Le déhanchement, c'est maintenant ! Le Carnaval officiel de Rio de Janeiro, qui met en compétition douze écoles de samba, a vraiment débuté ce dimanche soir dans le majestueux Sambodrome qui fête ses 30 ans.

Depuis plusieurs jours, les «blocs» (groupes de quartier ou thématiques) répètent et défilent dans les rues au rythme de la samba; vendredi, la figure titulaire des festivités, le Roi Momo, a déclaré ouvert le Carnaval et «décrété la joie»; et samedi, le bloc le plus populaire, Bola Preta, a envahi le centre avec 1,3 million de personnes.
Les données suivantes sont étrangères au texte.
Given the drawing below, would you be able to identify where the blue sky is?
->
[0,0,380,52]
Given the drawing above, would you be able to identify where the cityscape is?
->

Mais dimanche soir, les choses sérieuses ont commencé avec un des spectacles les plus prisés du monde, télévisé pour le plaisir de millions de personnes sur la planète, et qui nimbe l'image de Rio et du Brésil tout entier d'une touche sexy et glamour, symbolisée par ces pulpeuses reines de beauté semi-nues aux parures et appâts les plus exubérants.

Beauté, créativité, harmonie, et bien sûr musique rythmée avec danse et chant, mais aussi talons interminables, costumes aussi lourds en poids qu'en investissement et trucs en plumes: tous les ingrédients de la magnificence convergent au Sambodrome.

Ce spectacle représente aussi un pays aux origines multiples, entre une tradition chrétienne importée par les Portugais et la samba aux racines africaines, tout en narrant des épisodes de l'histoire, du quotidien ou de l'imaginaire, parfois non sans humour.

C'est l'occasion pour Rio et le Brésil de mettre de côté, le temps de deux nuits féeriques, les retards dans les travaux des stades pour la Coupe du monde de football (12 juin-13 juillet), les incessants problèmes dans les transports, mais aussi la grande pauvreté et la forte criminalité qui gangrènent ce pays continental.

Même si, fausse note, une manifestation de mille éboueurs a été refoulée samedi des abords du Sambodrome à coups de gaz lacrymogènes par la police militaire. Leur grève sauvage dimanche a laissé les rues du centre jonchées de détritus et empuantées d'une odeur pestilentielle.

Pour les dizaines de milliers de protagonistes, c'est désormais le jour J après une année de travail sur la scénographie, la conception des costumes, la fabrication des chars allégoriques, etc.

Favelas, Zico, Niemeyer

Six écoles de samba ont commencé à défiler à partir de 21h00 et jusqu'au petit matin, à raison de 82 minutes au maximum pour chacune; les six autres devaient le faire lundi soir. Ces douze-là forment le «Groupe spécial», c'est-à-dire la première division des écoles de samba, sachant qu'il y a plus de ces 70 écoles à Rio, réparties en sept divisions.

Le vice-champion en titre, Beija-Flor, fermera la marche dimanche, tandis que le champion 2013, Vila Isabel, passera en troisième position lundi. Les résultats des 40 juges seront annoncés mercredi, sur la base de notes couvrant une dizaine de critères.

Dimanche soir, l'école Imperio da Tijuca a ouvert le bal en rendant hommage aux origines africaines de la batucada (percussions brésiliennes), avec par exemple une statue géante de joueur de tambour et des danseuses disposées sur ses instruments, et des références très précises (telle initiation masculine du Mozambique, telle fête d'origine angolaise...).

Parmi les autres thèmes abordés: l'origine et le quotidien des favelas (Sao Clemente) et les fêtes brésiliennes (Mangueira). Lundi, le clou du spectacle pourrait être l'hommage à la légende du «jogo bonito» (beau jeu) du foot, le «Pelé blanc» Zico.

Ces festivités se donnent rendez-vous dans le vaste Sambodrome Marquês de Sapucai, récemment rénové pour accueillir la cérémonie d'ouverture des Jeux olympiques 2016.

Ce lieu tout en béton de 720 mètres de long, aux formes épurées, avec deux tribunes en vis-à-vis accueillant 70.000 spectateurs, fêtera avec pompe ses 30 ans, depuis sa conception par le célèbre architecte carioca Oscar Niemeyer, décédé en décembre 2012.

Il se situe dans la zone considérée comme le berceau de la samba. Non loin se trouve l'ancien quartier «Pequena Africa (petite Afrique), où se concentraient les immigrés noirs venus de Bahia (nord-est) qui y ont importé la musique du candomblé célébrée sur une danse nommée samba.

Le Sambodrome se trouve aussi à proximité de la place Onze, où a été fondée la première école de samba, «Deixa Falar» (laisse parler), en 1926, plus tard dissoute puis relancée sous le nom de Estácio de Sá.